Is One Eye Scan Enough?
Macular Disease Foundation Australia welcomes the news that from 1 November 2016, Medicare will provide a rebate for the use of an ocular coherence tomography (OCT) scan for the initial diagnosis of ‘wet’ age-related macular degeneration, diabetic macular oedema (DMO) and other similar conditions, when the procedure is performed by an ophthalmologist. A maximum of one OCT scan per year will be reimbursed.

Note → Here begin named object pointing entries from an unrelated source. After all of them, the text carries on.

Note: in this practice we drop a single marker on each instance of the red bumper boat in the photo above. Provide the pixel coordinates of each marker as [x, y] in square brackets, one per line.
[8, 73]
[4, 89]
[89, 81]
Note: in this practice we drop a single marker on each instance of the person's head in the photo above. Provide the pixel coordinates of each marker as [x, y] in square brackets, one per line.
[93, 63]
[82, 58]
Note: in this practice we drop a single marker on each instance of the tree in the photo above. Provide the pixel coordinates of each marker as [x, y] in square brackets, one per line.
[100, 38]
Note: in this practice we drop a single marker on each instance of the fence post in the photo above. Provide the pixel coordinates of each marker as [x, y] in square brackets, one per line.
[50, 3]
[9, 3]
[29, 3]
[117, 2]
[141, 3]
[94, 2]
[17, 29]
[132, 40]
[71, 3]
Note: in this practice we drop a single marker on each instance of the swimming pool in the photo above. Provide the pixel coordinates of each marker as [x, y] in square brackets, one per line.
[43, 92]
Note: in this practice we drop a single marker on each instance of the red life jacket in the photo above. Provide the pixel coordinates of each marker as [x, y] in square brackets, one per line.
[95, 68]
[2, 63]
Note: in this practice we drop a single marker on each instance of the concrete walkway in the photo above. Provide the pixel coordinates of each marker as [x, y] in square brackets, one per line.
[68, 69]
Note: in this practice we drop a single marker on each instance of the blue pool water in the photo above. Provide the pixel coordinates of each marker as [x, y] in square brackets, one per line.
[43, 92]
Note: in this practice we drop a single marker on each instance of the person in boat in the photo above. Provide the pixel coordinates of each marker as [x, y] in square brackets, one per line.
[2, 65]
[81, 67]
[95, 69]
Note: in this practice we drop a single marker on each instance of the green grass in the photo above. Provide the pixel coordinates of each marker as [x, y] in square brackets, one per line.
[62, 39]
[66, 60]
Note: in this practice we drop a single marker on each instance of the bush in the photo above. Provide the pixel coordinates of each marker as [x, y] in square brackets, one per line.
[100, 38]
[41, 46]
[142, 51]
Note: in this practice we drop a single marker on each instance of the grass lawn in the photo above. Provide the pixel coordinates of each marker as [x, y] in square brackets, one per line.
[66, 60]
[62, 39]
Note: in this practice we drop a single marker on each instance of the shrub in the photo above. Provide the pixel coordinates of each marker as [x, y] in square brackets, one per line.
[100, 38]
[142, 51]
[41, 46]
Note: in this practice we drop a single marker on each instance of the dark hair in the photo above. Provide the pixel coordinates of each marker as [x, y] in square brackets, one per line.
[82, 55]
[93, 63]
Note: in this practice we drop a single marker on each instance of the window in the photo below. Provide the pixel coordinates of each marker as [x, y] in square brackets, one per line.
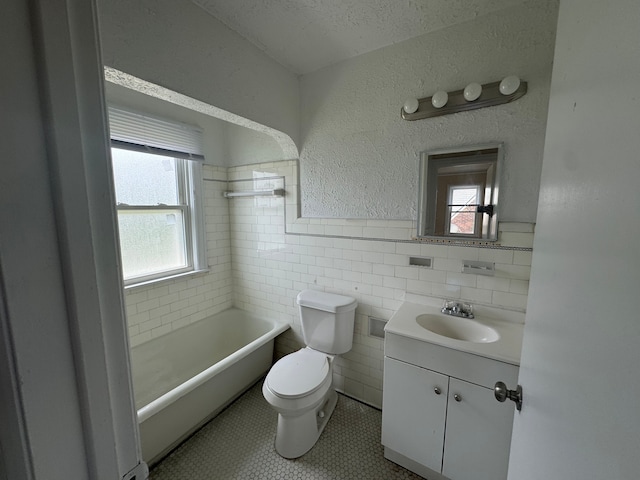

While this new listing is good news, the Foundation is greatly concerned that a rebate will not be paid for OCTs used to monitor the outcome of ongoing treatment using eye injections.
Macular Disease Foundation Australia, Chief Executive Officer, Julie Heraghty said, “OCT scans are an essential part of the ongoing management of eye injections. They allow people to be treated as often as needed, but as little as possible – in other words best practice medicine. It is simply unacceptable that patients with already high treatment costs are expected to pay the full cost of this essential test.”
OCT scans are now globally accepted to be standard of care and are routinely used to monitor the response to treatment and enable the ophthalmologist to determine the need for, and timing, of ongoing eye injections. Without OCT scans to determine the response to treatment, patients would require monthly eye injections. OCT scans enable individualised treatment so that the majority of patients can receive significantly fewer eye injections, resulting in substantial savings in drug costs to the PBS, as well as reduced treatment burden and risk for patients.
The Foundation has been advocating for funding of OCT scans for many years, and will continue to make representations to Medicare and policymakers for a more appropriate rebate. The Foundation believes that up to six OCT scans per year should be funded, for the purpose of monitoring response to eye injections.